小さな花
第5章 Kiss
「さっき…何?」
「俺のこと、手始めにって言ったな?」
「え」
「失礼なやつだな、こんな良い男を手始めだぁ?」
「ちがうのっ、つい…びっくりして…」
「んじゃ訂正してやり直して。」
「えぇ…。」
視線とともに、無言の圧が私を襲う。
「えっと………シンくんに…」
「うん」
「良い女だなって…思われたら、嬉しい」
「…ん~?」
「い、良い女って思わ…れたい」
「はい、よくできました」
え、おわり…??
さっき見つめ合ったのは私の勘違いだったのか…
まぁ、そうだよね。
発表会みたいなことさせられたよう…あぁ、恥ずかしい。
2杯目のカクテルをぐびりと大きく飲んだ。
唇を這ったシンくんの指先の熱、早く冷めて…。
「あ…。
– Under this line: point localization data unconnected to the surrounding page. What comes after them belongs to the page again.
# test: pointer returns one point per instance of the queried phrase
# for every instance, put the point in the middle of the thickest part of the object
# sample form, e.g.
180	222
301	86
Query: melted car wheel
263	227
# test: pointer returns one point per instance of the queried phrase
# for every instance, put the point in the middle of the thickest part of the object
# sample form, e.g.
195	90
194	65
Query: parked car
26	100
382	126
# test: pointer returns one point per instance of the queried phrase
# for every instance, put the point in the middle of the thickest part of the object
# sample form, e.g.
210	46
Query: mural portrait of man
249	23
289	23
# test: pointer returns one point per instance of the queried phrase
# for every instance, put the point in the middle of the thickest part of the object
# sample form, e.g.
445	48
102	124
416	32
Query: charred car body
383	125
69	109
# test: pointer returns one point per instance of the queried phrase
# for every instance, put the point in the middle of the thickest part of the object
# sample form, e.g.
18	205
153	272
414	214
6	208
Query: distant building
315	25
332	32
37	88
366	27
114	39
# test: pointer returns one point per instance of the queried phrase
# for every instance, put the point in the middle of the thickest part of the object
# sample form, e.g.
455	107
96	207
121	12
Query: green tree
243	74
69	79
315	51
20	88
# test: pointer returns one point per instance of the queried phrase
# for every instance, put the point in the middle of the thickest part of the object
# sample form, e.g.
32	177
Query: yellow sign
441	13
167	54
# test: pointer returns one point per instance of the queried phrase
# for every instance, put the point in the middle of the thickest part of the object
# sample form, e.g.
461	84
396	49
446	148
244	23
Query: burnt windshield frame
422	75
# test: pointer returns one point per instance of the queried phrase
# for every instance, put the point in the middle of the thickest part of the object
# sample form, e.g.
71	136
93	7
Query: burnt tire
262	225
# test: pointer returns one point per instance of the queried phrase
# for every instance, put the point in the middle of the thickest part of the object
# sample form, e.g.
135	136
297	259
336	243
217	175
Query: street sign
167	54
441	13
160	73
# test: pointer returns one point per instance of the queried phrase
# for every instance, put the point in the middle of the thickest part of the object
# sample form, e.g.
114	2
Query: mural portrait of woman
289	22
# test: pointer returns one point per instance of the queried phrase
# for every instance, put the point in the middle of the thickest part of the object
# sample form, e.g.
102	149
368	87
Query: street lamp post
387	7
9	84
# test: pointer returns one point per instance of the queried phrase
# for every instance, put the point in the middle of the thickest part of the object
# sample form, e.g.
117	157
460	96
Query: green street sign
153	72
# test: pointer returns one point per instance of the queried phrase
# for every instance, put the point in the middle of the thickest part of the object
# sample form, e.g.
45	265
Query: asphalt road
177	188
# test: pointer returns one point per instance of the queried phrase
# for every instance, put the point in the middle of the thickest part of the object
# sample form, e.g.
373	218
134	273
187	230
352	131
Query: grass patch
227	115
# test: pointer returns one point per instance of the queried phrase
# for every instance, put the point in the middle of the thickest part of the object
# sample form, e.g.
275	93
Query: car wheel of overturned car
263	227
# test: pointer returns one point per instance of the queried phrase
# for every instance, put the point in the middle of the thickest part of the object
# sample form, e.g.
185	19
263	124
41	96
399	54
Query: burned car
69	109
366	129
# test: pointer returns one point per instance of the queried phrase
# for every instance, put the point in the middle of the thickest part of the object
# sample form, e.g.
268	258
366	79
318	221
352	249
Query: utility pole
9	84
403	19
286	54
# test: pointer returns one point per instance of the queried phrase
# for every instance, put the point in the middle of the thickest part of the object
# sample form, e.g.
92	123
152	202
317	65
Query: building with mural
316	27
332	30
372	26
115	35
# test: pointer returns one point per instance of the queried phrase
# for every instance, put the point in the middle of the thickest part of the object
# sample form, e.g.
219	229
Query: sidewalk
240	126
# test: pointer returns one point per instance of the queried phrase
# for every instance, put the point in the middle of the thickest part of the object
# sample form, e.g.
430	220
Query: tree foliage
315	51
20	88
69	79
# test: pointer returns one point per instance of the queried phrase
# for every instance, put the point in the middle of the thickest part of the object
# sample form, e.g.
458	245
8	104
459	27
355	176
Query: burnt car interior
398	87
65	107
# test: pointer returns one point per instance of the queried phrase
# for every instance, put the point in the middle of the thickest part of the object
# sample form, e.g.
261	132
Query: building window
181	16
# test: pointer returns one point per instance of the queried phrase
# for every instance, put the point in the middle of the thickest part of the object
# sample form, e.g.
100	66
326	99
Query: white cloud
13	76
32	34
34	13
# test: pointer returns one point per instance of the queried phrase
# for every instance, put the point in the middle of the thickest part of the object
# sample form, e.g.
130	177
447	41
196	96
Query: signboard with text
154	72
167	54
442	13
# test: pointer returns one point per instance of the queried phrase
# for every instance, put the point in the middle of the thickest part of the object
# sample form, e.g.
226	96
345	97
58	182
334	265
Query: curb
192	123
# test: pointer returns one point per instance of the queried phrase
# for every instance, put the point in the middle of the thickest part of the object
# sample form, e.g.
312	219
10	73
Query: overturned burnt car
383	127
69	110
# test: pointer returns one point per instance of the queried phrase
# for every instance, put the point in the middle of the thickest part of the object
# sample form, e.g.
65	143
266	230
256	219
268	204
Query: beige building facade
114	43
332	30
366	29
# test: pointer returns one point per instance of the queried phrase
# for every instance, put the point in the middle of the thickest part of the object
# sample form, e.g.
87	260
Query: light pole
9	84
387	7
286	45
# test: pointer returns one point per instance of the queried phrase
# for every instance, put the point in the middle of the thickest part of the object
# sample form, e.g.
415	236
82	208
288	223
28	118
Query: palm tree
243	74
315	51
私、分かった!!!」
「何が分かったんだよ?」
「偵察、でしょ?!」
「…はぁ??」
「今度ここに女の人つれてきたいから、下見に来たんでしょうっ!ふふん、お見通しなんだから!」
私はエッヘンといった調子で鼻息を荒げた。
シンくんは ふん、と鼻で笑い、ロックのウイスキーを飲み干した。
「それよりお前、倉田とデートしたって?加奈子ちゃんに聞いた」
「デート?してないよ。タケちゃんとね、3人で飲みに行ったの」
「ふーん?」
「気になる?へへっ」
「全然。」
事も無げにウイスキーをおかわりするシンくん。
「んもう。分かってたけどー。」
「倉田に聞いたろ?孤児院のこと」
突然のことに驚きながら、私は頷いた。
「あいつ律儀だからさぁ、わざわざ報告してきたんだよ。言っちゃったって(笑)」
ケラケラ笑うシンくんに、私はどう反応していいのか分からなくなった。